Но неожиданно протянула:

— Ва-а-а-ся. — И удивилась, что назвала какого-то незнакомого человека этим дорогим для неё именем. — Вот дура, — попробовала улыбнуться она, но иссушившиеся до крайности губы лишь повело.

Он открыл глаза. Она же, будто чего-то испугавшись, закрыла свои. Губы её задрожали, и Василий через несколько минут приметил выбившуюся из-под её ресниц слезу. Она снова открыла глаза, и они смогли друг другу улыбнуться, также доверчиво, смущённо, но отчасти даже с заигрыванием, как когда-то в юности, будто у каждого не было за плечами горькой и страшной доли жизни. Быть может, всё же вернулась к ним молодость, как награда и дар за перенесённые страдания и невзгоды.

— Ждала меня?

— Ага.

83

В Зимовейном узнали, что Василий в Погожем, и за ним приехал Иван Охотников.

Василий распрощался с теми, кто оказался поблизости, на руках вынес Наталью из церкви, уложил на сено в сани, прикрыл ноги тулупом, сам сел за кучера и с наивной мальчишечьей радостью и гордостью понукнул запотевшую, покрытую сивым мхом куржака нетерпеливую молодую лошадь. Стоял крепкий мороз, полозья весело резали снег, а яркое солнце смотрело прямо в глаза. Постаревший Иван сидел рядом с Василием, обняв его за плечи, и всё повторял:

— Живой. Молодец. Погоняй, погоняй! Нам, Охотниковым, никак нельзя всем помирать: мы ещё сгодимся людям. А ну, мчись, кобылка!..

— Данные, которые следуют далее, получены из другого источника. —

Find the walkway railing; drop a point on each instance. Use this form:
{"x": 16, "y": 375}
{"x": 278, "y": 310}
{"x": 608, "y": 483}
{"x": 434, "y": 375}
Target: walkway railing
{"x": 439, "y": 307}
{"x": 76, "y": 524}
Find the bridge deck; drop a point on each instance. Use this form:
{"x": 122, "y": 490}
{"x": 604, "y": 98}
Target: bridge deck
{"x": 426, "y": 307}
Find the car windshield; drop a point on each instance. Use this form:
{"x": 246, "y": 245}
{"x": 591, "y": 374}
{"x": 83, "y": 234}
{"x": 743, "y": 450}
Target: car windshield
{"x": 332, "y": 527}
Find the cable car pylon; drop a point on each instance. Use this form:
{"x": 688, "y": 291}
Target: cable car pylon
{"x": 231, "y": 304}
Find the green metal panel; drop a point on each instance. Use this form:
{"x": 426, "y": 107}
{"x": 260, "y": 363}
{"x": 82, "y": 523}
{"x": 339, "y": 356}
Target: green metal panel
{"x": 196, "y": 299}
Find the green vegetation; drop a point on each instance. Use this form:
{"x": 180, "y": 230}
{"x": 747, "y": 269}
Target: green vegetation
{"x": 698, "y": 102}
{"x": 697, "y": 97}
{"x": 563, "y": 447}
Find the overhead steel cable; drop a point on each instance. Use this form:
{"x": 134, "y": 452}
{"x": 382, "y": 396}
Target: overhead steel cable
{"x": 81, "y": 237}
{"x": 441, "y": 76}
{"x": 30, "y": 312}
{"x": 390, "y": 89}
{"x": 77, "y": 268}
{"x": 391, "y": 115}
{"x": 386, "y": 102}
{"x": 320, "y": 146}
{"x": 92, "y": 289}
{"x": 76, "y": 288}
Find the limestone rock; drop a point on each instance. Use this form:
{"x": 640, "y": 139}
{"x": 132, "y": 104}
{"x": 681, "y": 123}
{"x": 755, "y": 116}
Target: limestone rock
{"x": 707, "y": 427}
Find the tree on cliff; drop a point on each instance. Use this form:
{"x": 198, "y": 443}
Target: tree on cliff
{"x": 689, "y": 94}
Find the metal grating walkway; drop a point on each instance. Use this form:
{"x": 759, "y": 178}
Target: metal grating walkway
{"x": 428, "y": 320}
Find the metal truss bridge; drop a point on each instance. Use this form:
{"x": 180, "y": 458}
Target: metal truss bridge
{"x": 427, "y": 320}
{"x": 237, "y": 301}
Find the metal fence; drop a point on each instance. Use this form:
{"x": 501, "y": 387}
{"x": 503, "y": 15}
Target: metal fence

Заехали в Знаменку за игуменьей Марией. Она встретила родственников в гостином домике, куда проводил их привратник, повисла на плече Василия, приникла головой к его груди, но не плакала, как обычно бабы, — в её больших глазах лучилась улыбка, та улыбка, о которой нередко Василий вспоминал на фронтах и в госпитале; словно бы слушала его сердце. Он отнимал её лицо от своей груди, охватывал его у висков ладонями и смотрел в её греющие глаза.

Василий показал тётке висящий на его шее серебряный лакированный образок с ликом Пресвятой Девы — давний подарок её.

— Видишь, Феодора, — сберёг, — вроде как похвастался он.

— Теперь ты веришь, что Господь заботится обо всех?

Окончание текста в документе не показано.